Notwithstanding, it was an unlucky pub. It had had a succession of landlords, some good and some bad, but none of them had managed to make a fair living out of it. This was partly due to its situation in the middle of the village; for the Horse Narrow and the Adam and Eve stood like sentries at either end, and offered a strong challenge to thirsty travellers approaching from either direction. Also, at the time I am writing of, it was suffering from the aftereffects of having had for three years the worst landlord in Brensham's history, a villainous, get-rich-quick towny fellow whose notion of a country inn was a place where people from the City spent illicit weekends and were charged double prices for the privilege. In consequence, he spent a good deal of his time giving evidence at the Divorce Court (which he thoroughly enjoyed) instead of attending to his legitimate business in the bar.

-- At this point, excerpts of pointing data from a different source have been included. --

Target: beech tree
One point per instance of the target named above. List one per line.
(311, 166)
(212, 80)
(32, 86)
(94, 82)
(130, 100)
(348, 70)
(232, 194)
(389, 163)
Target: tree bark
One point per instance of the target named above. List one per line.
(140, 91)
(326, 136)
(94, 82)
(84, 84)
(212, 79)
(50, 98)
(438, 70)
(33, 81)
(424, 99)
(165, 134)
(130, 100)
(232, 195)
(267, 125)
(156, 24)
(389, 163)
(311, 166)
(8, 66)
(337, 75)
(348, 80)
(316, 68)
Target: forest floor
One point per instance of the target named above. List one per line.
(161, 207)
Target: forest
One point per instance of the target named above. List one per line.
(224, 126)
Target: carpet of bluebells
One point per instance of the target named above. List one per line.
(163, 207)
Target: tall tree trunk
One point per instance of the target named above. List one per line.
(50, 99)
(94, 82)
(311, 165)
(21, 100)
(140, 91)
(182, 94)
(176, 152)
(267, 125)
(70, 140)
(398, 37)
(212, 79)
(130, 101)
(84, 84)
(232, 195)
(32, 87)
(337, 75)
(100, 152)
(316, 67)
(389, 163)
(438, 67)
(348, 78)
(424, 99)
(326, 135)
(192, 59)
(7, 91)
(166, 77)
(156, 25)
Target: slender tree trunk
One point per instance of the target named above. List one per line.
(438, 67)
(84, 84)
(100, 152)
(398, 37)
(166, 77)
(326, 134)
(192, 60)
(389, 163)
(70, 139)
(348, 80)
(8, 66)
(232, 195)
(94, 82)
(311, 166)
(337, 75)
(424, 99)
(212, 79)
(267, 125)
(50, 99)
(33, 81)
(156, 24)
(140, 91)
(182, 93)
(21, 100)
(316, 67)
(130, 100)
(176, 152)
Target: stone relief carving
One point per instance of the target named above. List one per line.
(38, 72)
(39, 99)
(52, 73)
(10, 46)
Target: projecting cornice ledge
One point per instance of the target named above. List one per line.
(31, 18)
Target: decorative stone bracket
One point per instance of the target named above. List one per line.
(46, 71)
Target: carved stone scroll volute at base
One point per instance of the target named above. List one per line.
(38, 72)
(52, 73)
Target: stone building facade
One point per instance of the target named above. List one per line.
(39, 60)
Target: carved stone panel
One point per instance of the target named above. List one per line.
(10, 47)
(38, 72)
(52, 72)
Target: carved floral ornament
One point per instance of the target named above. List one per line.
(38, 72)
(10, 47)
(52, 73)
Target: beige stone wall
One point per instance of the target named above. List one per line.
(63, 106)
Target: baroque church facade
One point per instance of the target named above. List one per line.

Now nobody could say that Brensham was a puritanical village; indeed I think our illegitimate birth-rate was rather high and we certainly saw little harm in our young lovers' midsummer mischief so long as they did not do too much damage to the crops. We disapproved of the dreary divorcees at the Trumpet not because of their morals,
which were no concern of Brensham, but because of their manners, which grossly offended us. So the Trumpets few ‘regulars' began to drift away to the other pubs, and although the landlord didn't mind this in the summer he began to notice the effect of it in the long, dark winter evenings, when there were no weekenders and even if there had been the gloomy spectacle of Brensham's flooded river, muddy lanes and fields of rotting sprout-stems would have promptly ended their romance.